Tegelijkertijd zo invoelbaar en zo vreemd was het leven aan het Japanse hof in de 10e eeuw, de tijd waarin Sei Shōnagon haar hoofdkussenboek schreef. Naast lijstjes bevat het boek essayistische passages en dagboeknotities. Ze geven inkijkjes in het dagelijks leven, en de omgang tussen de seksen, van die tijd. Ze dacht niet aan ons, 1000 jaar later, maar schreef voor zichzelf en hoogstens haar tijdgenoten. Daarom legt de vertaler hier en daar gebruiken en dubbelzinnige Japanse uitdrukkingen uit, maar er blijft genoeg te verwonderen over.

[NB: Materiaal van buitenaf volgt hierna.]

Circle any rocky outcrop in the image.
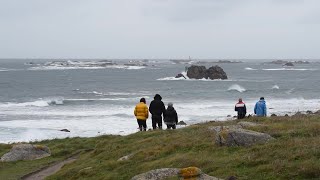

Nog één citaat: ‘Het is ook leuk om in retraite te gaan aan het eind van de tweede maand, of aan het begin van de derde, wanneer de kersen in bloei staan. Twee of drie aantrekkelijke knapen duiken op, en kennelijk staat ieder van hen aan het hoofd van een huishouden. Ze gaan fraai gekleed in kersenbloesem- of wilgenbladkleurige gewaden met daaronder sashinuki’s waarvan de pijpen heel elegant zijn opgebonden boven de enkel. Hun dienaren passen al even ged bij hun omgeving en dragen fraai versierde knapzakken, terwijl hun pages gekleed gaan in pruimrode of lentegroene jachtkostuums met ondergewaden in velerlei kleuren en bont geverfde hakama’s.’
Zoals je soms te lang blijft hangen op social media, zo blijf ik hangen in Het hoofdkussenboek. Nog één blogpostje, nog één lijstje… Maar dan wèl mooi en interessant, natuurlijk.